Sean Dundee

Personal information
- Full name: Sean William Dundee
- Date of birth: 7 December 1972 (age 52)
- Place of birth: Durban, South Africa
- Height: 1.87 m (6 ft 2 in)
- Position: Striker

Youth career
- Bayview Durban
- 1989–1992: D'Alberton Callies

Senior career*
- Years: Team / Apps / (Gls)
- 1992–1994: Stuttgarter Kickers / 7 / (0)
- 1994–1995: TSF Ditzingen / 34 / (24)
- 1995–1998: Karlsruher SC / 85 / (36)
- 1998–1999: Liverpool / 3 / (0)
- 1999–2003: VfB Stuttgart / 77 / (25)
- 2003–2004: Austria Wien / 18 / (0)
- 2004–2006: Karlsruher SC / 52 / (14)
- 2006–2008: Kickers Offenbach / 15 / (0)
- 2007: → Stuttgarter Kickers (loan) / 5 / (1)
- 2008–2009: AmaZulu / 4 / (0)
- Total:  / 300 / (100)

International career
- 2000: Germany B / 1 / (1)

= Sean Dundee =

Footballer (born 1972)

Sean William Dundee (born 7 December 1972) is a former professional footballer who played as a striker. Born in South Africa, Dundee represented Germany national B team once.

==Club career==
Born in Durban, Dundee began his football career in South Africa with local teams Bayview Durban and D'Alberton Callies Durban, before moving to Germany and Stuttgarter Kickers in 1992. After spending the 1994–95 season with TSF Ditzingen he signed with Bundesliga team Karlsruher SC. Developing to become one of the ace goalscorers in the German league, he scored 16 goals in 1995–96 and 17 goals in 1996–97. He scored 61 goals in 162 Bundesliga games.

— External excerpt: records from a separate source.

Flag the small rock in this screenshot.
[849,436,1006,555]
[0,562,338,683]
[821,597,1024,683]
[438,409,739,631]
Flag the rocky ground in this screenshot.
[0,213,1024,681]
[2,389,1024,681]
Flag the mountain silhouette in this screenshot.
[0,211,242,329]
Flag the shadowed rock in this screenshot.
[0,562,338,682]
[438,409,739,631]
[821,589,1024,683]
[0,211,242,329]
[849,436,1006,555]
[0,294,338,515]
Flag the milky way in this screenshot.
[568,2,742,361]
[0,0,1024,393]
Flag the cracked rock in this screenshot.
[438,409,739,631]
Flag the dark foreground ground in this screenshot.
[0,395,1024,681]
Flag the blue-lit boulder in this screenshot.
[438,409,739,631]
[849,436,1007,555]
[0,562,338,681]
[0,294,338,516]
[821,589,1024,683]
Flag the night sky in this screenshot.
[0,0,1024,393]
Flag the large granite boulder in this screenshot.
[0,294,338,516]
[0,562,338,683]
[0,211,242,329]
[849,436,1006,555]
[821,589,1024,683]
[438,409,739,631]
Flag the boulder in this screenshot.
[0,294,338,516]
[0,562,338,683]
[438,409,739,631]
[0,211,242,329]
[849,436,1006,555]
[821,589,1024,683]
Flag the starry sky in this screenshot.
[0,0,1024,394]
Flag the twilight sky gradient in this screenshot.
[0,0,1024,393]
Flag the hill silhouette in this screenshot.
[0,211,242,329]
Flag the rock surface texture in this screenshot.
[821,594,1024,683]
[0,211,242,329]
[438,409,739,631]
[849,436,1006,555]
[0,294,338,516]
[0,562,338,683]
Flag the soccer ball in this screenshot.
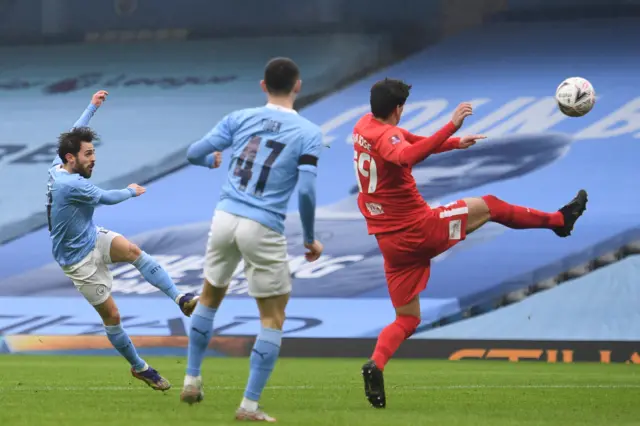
[556,77,596,117]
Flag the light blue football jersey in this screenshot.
[47,165,102,266]
[192,104,322,234]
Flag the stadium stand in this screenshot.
[413,255,640,341]
[0,19,640,338]
[0,35,388,243]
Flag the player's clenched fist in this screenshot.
[458,135,487,149]
[304,240,324,262]
[127,183,147,197]
[211,152,222,169]
[91,90,109,108]
[451,102,473,129]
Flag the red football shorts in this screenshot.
[376,200,468,307]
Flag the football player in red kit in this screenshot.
[353,79,587,408]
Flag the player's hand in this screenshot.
[211,151,222,169]
[127,183,147,197]
[458,135,487,149]
[304,240,324,262]
[451,102,473,129]
[91,90,109,108]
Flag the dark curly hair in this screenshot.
[58,127,99,164]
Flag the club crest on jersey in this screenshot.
[365,203,384,216]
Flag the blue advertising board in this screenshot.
[0,21,640,337]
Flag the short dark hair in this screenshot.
[264,58,300,96]
[58,127,99,164]
[369,78,411,119]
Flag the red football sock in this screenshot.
[371,315,420,370]
[482,195,564,229]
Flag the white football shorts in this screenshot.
[204,210,291,298]
[62,228,120,306]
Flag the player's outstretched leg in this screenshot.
[180,280,227,405]
[110,235,198,317]
[94,296,171,391]
[465,190,588,237]
[236,294,289,423]
[362,296,420,408]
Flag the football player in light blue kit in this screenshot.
[47,90,197,391]
[181,58,323,422]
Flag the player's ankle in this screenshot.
[240,397,258,411]
[184,374,202,386]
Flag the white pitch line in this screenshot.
[0,384,640,393]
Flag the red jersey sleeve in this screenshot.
[400,129,460,154]
[376,127,411,167]
[376,122,458,167]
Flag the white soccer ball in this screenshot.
[556,77,596,117]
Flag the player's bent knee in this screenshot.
[396,315,420,339]
[260,312,285,330]
[96,303,120,325]
[128,243,142,262]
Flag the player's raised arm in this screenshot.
[400,129,461,154]
[51,90,109,167]
[70,178,146,206]
[187,114,236,169]
[298,130,323,262]
[378,103,473,167]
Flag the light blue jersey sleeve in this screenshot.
[69,179,136,206]
[187,114,237,168]
[298,130,322,244]
[49,104,98,168]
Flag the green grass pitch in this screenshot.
[0,355,640,426]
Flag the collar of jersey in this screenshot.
[265,103,298,114]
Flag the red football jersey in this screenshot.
[353,113,459,234]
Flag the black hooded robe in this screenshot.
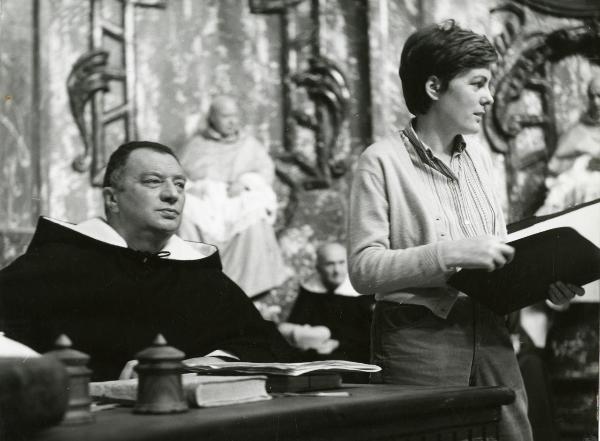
[0,218,295,380]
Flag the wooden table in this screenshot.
[34,385,514,441]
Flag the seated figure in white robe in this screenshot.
[536,77,600,216]
[179,96,288,297]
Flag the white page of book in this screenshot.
[508,201,600,302]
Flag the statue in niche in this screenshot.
[179,95,288,297]
[536,74,600,215]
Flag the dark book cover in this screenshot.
[448,227,600,314]
[267,373,342,393]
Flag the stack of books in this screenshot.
[90,373,271,407]
[184,360,381,393]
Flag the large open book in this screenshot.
[448,200,600,314]
[90,373,271,407]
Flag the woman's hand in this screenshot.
[548,282,585,305]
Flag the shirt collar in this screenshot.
[405,118,467,157]
[402,118,467,180]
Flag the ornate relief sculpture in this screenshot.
[484,0,600,220]
[67,0,166,186]
[249,0,350,223]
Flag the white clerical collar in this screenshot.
[301,274,360,297]
[46,217,216,260]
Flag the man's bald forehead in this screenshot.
[588,75,600,95]
[210,95,238,114]
[317,242,346,261]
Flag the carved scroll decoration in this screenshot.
[484,5,600,220]
[249,0,350,224]
[67,0,166,186]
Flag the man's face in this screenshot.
[210,100,240,137]
[114,149,186,235]
[588,78,600,119]
[436,68,494,135]
[317,245,348,289]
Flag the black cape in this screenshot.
[288,286,374,363]
[0,218,297,380]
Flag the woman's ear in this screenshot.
[102,187,119,213]
[425,75,442,101]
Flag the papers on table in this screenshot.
[184,360,381,376]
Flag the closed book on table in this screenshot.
[448,227,600,314]
[90,374,271,407]
[267,373,342,393]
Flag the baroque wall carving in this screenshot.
[484,3,600,221]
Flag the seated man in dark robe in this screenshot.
[0,141,294,380]
[279,243,374,368]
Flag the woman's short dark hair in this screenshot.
[102,141,179,188]
[399,20,498,115]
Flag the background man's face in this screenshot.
[317,244,348,289]
[115,149,185,234]
[588,78,600,119]
[210,100,240,137]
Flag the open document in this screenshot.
[448,200,600,314]
[184,360,381,376]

In July 1998, he joined Premier League club Liverpool for £2 million, as joint managers Gérard Houllier and Roy Evans needed an extra striker to cover for the injured Robbie Fowler, who was unavailable until the winter. However, Dundee failed to break up the partnership of Karl-Heinz Riedle and Michael Owen during the first quarter of the season, and when Fowler returned from injury his chances of first team action were looking even more remote. He only played three games in the league for Liverpool (all of them as a substitute during the final weeks of the campaign as their bid for a UEFA Cup place slipped away) and after the end of the season he returned to Germany in a £1 million move to VfB Stuttgart.

Still struggling to regain his old form, he moved to Austrian team Austria Wien in 2003. He failed to score in 18 games before returning to KSC in 2004. For the season 2006–07 he signed a two-year contract with Kickers Offenbach. Before finishing the contract he moved back to Stuttgarter Kickers in January 2007.

After leaving his German club he signed for AmaZulu in his native Durban on 17 August 2008.

==International career==
Dundee went as far as switching nationality to Germany, but was however never used by the national team, although he did manage a solitary appearance at "B" level, scoring once against Russia.

==Off the pitch==
Dundee endorsed Sean Dundee's World Club Football, a 1997 football video game.

On 13 November 2013, he returned to Germany to join amateur club VSV Büchig in the Kreisliga. He played there until the end of the 2015–16 season.

Dundee became an analyst/co-commentator for the Bundesliga world feed beginning with the 2017–18 season.